洋館前、今時雨が居るところには紫色の美しい花が咲き誇り、幻想的で神秘的な…だがどこか危なげを感じさせる庭園が広がっている。
洋館に人差し指を向けてようやく立ち止まったナニカは、そのままスーッ…と時雨の制止を聞くことなく体を夕日に染まる庭園から消し去った。

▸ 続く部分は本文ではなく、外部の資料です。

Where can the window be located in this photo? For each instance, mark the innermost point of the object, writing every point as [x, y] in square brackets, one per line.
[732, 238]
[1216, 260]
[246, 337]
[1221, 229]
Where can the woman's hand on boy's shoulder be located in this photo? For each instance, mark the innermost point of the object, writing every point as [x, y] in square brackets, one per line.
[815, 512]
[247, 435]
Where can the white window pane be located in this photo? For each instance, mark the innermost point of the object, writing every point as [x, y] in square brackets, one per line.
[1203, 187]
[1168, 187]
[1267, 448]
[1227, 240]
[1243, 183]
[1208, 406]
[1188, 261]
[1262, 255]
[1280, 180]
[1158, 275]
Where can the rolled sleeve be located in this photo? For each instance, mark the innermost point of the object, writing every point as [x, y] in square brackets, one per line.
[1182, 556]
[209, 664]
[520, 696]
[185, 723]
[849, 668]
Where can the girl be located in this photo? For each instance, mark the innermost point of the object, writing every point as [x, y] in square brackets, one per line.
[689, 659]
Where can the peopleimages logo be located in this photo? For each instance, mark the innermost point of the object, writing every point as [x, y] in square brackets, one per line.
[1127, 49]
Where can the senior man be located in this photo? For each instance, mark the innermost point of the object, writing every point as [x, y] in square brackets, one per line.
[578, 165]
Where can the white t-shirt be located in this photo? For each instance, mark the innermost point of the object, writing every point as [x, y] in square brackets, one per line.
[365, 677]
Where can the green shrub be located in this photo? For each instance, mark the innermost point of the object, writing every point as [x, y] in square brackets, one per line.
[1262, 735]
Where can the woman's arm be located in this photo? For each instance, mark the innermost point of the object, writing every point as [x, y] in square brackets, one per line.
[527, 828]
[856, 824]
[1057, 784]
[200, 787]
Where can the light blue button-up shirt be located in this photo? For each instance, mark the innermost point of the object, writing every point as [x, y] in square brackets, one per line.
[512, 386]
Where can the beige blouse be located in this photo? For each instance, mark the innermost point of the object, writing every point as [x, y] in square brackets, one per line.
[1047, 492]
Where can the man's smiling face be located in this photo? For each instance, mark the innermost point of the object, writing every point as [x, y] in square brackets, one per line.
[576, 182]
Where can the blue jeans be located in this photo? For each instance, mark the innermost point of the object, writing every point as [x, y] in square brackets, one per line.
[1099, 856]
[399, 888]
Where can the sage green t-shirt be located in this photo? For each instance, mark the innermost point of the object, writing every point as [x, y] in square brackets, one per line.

「いきなり案内されてそのまま消えられても困るよ……まぁ、洋館がこのフィールドに関係しているのは間違いないよね」
時雨は突然現れて洋館へと誘導したら消えてしまったナニカの行動にがっくりと膝を折る。が、それ自体が【蠱惑の湖畔】でのギミックの1つなのだと考えれば無視することも出来ない。
────ギィィィィ…………
「……嫌な予感しかしないんだけどなぁ」
ひとりでに僅かに開く洋館の扉。その隙間からは中の温かい光が漏れ出ており、まるで「いらっしゃい」と招かれているようだ。それが幸せを運ぶ誘いなのか、不幸をもたらす誘いなのか…
「行ってみないとわかんないよね…」
立ち上がった時雨はゆっくりと歩を進める。光が漏れでる扉の隙間に指を入れ、自分が通れるだけギィィ……と開く。
「綺麗…」
美しい飾りが施された内装にキラキラと光るシャンデリア、足元に敷かれた真紅の絨毯、左右から伸びる2階へと続く階段。それらは映画やドラマで見るような洋館のイメージにピッタリとはまっている。
「ここが私の家かぁ……って、え?私今なんて───」
バンッッ
「なんか勝手に扉が閉まった………まぁいっか。そんなことよりもここが私の家なんだ。ふふ、綺麗だなぁ、綺麗だなぁ……全部、全部私のモノ」
「おかえりなさい、シグレ」
「え?……………あっ、スズカ……?ただいま!」
「ご飯の準備はもう出来てるけれど先にお風呂にする?」
「うん。汗をかいてるから先にお風呂にするよ」
「わかったわ。なら、私も一緒に入ろうかしら」
「本当?入る、スズカとお風呂に入る!」
「さっ、お風呂場に行きましょう?」
「うん!」
「あらあら…汗もかいてるけれどたくさん汚れてるのね。頭に葉っぱも乗ってるわよ。何をしてたの?」
「え?う〜ん……よく覚えてないや!」
「まったく…ほら、それを脱いで」
「ふふ、スズカとお風呂なんて久しぶり!」
「そうねぇ…シグレが子供の時以来かしら」
「だね」
「大きくなったわねぇ」
「スズカ〜、髪の毛洗って〜」
「はいはい」
「痛っ…」
「あっ!ごめんなさい!目にシャンプーが入ってしまったかしら」
「大丈夫だよ。スズカ〜、体も洗って〜」
「はいはい」
「スズカ〜」
「なんですか?」
「大好きだよ」
「えぇ、私も………大好きよ。愛してる。離さない。絶対に誰にもシグレを渡さない。悲劇はもう二度と繰り返さないわ」
『【蠱惑の湖畔】にての必要プロセス通過、処理完了。フィールド内容・目的の変更。プレイヤー:シグレが特殊条件を満たしたことを確認。[極特殊ダンジョン:魔を降すは三明の剣]を開始します』
今回の話は一旦ここまでです。区切りよく、テンポよく、それでいて次にどう繋がるかを書きすぎというのはなかなか難しいですね。そのせいで文章量がかなり少なくなってしまいました…
その分の書き溜めは出来ましたが…
ちなみに、コンセプトとしては"悪を知る"ってところです。